Sen. Dianne Feinstein, California Democrat and Judiciary Committee member, said the nomination is dead.
"I don't see anybody on our side giving in," she said.
At issue are Mr. Estrada's legal writings while working for the solicitor general's office. Democrats say they want these released, though they acknowledge there's nothing in particular they are looking for. Republicans say the documents are "privileged work product" and releasing them would set a dangerous precedent.
Assistant Attorney General Jamie E. Brown sent Minority Leader Tom Daschle, South Dakota Democrat, a letter yesterday scolding his party for "significant and recurring misstatements."
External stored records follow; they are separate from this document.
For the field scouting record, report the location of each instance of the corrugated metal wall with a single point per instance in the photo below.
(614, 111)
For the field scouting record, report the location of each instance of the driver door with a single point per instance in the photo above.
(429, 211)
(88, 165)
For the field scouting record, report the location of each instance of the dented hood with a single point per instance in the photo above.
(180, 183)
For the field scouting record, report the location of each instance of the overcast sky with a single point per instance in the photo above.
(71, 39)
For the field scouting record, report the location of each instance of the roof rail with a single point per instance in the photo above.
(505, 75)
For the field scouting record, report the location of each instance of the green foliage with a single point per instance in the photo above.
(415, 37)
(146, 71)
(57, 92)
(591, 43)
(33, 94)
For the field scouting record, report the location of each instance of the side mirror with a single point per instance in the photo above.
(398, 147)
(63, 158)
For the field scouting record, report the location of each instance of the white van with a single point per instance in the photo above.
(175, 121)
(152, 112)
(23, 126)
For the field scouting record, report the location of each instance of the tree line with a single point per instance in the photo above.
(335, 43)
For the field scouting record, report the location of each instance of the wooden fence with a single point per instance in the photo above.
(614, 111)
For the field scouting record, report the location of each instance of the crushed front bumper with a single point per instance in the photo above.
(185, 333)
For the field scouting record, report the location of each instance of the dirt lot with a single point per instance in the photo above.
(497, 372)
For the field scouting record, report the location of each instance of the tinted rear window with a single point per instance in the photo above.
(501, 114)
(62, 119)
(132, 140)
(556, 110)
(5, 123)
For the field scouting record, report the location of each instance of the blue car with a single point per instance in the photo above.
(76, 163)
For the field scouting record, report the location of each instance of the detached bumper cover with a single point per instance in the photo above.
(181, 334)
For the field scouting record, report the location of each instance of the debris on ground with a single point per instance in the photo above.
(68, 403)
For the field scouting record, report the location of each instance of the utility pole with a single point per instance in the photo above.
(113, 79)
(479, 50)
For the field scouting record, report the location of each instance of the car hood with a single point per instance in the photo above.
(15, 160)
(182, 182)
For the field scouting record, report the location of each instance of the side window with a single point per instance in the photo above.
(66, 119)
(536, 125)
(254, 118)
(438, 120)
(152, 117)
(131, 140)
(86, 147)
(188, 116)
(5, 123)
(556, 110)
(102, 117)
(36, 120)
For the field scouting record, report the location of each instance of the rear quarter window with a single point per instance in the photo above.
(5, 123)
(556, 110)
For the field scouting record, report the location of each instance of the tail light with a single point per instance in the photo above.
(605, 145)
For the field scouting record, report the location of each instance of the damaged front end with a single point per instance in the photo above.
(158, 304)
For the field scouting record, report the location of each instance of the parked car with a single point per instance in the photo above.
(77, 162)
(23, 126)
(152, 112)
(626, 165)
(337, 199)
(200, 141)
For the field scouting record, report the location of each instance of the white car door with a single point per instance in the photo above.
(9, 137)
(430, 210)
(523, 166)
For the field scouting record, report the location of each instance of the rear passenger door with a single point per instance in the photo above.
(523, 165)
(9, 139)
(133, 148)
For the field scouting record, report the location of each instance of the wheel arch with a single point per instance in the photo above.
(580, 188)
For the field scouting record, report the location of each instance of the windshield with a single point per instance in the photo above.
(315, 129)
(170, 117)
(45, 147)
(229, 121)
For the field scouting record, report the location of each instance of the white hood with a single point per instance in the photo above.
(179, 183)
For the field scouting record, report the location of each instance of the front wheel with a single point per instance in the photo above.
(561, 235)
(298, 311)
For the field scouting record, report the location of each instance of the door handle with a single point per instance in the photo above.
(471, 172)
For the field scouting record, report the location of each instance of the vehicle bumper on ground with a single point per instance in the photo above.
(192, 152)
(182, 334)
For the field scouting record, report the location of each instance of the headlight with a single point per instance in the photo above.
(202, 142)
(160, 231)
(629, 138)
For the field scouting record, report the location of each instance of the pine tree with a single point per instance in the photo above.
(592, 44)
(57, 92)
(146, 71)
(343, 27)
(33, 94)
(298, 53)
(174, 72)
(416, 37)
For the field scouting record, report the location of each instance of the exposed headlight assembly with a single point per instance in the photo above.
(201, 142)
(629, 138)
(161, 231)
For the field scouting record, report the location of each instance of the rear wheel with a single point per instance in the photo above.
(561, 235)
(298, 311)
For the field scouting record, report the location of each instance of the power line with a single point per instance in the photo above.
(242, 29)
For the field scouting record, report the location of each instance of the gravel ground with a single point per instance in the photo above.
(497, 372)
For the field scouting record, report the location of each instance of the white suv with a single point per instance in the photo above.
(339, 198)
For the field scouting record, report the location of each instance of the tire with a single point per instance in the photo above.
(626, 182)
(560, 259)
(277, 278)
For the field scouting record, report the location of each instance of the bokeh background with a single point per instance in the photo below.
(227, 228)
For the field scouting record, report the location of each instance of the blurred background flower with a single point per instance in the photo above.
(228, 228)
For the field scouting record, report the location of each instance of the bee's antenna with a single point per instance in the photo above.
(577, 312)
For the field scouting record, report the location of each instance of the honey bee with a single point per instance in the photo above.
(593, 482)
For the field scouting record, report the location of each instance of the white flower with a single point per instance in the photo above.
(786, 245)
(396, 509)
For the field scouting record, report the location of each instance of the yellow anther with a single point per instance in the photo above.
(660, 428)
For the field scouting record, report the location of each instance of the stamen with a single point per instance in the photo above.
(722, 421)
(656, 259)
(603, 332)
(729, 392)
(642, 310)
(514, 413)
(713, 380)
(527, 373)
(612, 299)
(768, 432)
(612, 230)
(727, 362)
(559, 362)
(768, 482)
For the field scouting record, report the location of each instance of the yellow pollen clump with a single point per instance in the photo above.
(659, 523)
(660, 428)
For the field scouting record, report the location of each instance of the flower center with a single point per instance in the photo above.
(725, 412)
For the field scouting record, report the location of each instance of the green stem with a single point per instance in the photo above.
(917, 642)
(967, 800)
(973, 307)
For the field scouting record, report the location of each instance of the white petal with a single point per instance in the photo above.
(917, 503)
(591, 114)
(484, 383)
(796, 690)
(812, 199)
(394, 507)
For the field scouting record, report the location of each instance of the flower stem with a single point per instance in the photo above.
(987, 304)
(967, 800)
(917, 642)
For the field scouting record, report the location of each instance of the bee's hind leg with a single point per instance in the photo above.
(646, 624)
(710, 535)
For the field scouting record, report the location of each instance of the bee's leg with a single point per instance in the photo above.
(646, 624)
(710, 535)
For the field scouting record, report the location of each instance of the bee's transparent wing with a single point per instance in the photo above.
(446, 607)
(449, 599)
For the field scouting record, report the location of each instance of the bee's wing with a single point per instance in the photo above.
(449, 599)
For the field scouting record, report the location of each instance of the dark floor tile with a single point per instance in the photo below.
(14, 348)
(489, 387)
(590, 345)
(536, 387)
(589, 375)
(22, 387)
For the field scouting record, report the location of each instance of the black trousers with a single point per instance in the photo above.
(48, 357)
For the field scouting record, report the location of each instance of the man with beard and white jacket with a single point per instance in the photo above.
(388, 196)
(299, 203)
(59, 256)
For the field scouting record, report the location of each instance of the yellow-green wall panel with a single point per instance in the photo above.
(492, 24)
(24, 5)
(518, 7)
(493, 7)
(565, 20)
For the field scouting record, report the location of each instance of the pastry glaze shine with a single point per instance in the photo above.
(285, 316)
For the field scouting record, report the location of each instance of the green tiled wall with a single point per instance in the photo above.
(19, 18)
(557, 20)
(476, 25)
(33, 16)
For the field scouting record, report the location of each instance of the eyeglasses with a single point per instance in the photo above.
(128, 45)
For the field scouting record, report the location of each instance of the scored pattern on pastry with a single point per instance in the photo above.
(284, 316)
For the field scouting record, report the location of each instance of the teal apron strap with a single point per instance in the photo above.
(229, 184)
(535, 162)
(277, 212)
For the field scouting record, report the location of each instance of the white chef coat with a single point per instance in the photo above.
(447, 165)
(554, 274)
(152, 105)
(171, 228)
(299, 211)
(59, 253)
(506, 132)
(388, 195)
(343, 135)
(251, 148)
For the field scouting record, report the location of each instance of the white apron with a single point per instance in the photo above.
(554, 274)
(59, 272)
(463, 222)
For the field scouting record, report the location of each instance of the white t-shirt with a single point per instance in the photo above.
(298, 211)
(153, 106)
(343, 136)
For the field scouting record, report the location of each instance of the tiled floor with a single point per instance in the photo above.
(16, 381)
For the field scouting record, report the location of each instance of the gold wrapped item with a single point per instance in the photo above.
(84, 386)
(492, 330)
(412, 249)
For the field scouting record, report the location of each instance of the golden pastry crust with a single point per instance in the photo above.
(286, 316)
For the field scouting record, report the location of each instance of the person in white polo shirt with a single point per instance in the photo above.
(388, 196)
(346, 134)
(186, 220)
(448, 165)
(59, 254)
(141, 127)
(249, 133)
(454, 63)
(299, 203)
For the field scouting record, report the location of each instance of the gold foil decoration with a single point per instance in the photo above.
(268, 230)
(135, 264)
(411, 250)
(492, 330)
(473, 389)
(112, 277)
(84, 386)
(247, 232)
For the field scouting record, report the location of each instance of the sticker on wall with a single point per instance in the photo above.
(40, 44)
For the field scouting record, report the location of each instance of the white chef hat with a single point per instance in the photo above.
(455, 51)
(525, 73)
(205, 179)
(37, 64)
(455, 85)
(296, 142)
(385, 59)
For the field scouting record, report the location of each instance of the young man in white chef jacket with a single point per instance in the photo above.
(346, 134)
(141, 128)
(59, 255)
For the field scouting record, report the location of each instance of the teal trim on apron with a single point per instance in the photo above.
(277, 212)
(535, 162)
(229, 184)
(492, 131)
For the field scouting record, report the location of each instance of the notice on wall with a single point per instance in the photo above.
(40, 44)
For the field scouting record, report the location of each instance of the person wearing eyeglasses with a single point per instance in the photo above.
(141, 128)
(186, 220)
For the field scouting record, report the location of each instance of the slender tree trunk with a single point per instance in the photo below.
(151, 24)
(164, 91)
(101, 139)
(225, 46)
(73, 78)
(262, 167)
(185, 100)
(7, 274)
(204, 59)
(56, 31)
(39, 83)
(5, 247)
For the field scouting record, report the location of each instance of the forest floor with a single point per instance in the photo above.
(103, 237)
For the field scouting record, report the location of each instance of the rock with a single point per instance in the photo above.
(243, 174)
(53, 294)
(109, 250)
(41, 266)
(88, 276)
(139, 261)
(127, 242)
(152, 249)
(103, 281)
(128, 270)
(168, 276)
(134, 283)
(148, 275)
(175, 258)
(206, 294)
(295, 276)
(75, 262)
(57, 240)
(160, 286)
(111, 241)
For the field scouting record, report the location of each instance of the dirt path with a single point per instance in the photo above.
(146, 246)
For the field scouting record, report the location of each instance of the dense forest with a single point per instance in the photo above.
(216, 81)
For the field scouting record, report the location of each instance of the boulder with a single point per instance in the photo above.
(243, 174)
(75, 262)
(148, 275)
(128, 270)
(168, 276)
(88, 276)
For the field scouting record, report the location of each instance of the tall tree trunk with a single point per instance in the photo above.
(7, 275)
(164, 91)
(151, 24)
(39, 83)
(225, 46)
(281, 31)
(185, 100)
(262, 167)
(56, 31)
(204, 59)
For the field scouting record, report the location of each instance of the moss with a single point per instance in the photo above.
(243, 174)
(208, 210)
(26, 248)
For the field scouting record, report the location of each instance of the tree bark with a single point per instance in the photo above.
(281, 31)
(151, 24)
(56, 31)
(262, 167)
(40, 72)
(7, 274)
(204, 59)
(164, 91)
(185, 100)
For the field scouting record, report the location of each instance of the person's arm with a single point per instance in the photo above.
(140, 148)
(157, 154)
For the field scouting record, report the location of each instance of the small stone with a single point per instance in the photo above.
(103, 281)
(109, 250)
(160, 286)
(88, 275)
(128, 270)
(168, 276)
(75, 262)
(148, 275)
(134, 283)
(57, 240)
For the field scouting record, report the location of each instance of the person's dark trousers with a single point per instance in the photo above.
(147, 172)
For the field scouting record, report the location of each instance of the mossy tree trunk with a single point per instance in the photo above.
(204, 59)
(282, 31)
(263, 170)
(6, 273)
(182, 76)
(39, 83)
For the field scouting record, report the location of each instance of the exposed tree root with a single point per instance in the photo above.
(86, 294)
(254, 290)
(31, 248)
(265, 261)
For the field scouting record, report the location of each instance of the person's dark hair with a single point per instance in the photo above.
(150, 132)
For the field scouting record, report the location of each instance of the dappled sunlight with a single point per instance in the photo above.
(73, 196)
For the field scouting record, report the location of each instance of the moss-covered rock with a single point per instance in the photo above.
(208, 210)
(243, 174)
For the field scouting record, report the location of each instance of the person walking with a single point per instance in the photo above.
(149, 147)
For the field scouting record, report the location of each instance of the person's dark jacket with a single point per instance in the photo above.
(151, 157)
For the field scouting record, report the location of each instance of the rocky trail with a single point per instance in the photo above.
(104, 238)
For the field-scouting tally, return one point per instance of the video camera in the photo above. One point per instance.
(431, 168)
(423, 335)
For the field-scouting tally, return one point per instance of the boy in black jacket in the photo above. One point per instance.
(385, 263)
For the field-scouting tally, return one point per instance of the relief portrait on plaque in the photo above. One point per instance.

The letter quotes four Democratic senators suggesting on the floor that the White House has seen Mr. Estrada's writings from that time.
"Nothing could be further from the truth," Mr. Brown wrote in his letter, which he also sent to each of the quoted senators. "At no time has this Department of Justice or the White House ever reviewed the memoranda that Miguel Estrada wrote during his tenure in the solicitor general's office."
Sen. Trent Lott, Mississippi Republican, criticized his party's leadership for not forcing a vote on Mr. Estrada earlier this year when he said it likely would have sailed through.
"Talking for a month was a mistake," said Mr. Lott, who was quick to add that he thought the nomination could still make it.
He said he had thought of a strategy that could put Mr. Estrada up for a confirmation vote needing only 51 votes as opposed to the 60 now required to invoke cloture. He declined to elaborate, warning that his idea is "nuclear."
Sen. Rick Santorum, Pennsylvania Republican and party conference chairman, said for now Republicans are content holding occasional cloture votes to portray Democrats as obstructionists. No date is set for the next cloture vote.
After Easter, he said, party leaders would roll out a new strategy that would place greater pressure on Democrats, but declined to say what the new strategy would entail.
Sen. Lindsey O. Graham, South Carolina Republican and member of the Judiciary Committee, also said Republicans have been discussing ways to force a simple majority vote on Mr. Estrada.
Judge Robert H. Bork, whose nomination to the Supreme Court was killed by committee Democrats in 1987, happened to be in the Capitol yesterday on unrelated business.
"They have changed the constitution to a 60-vote requirement," said Mr. Bork. "I think it's a disgrace."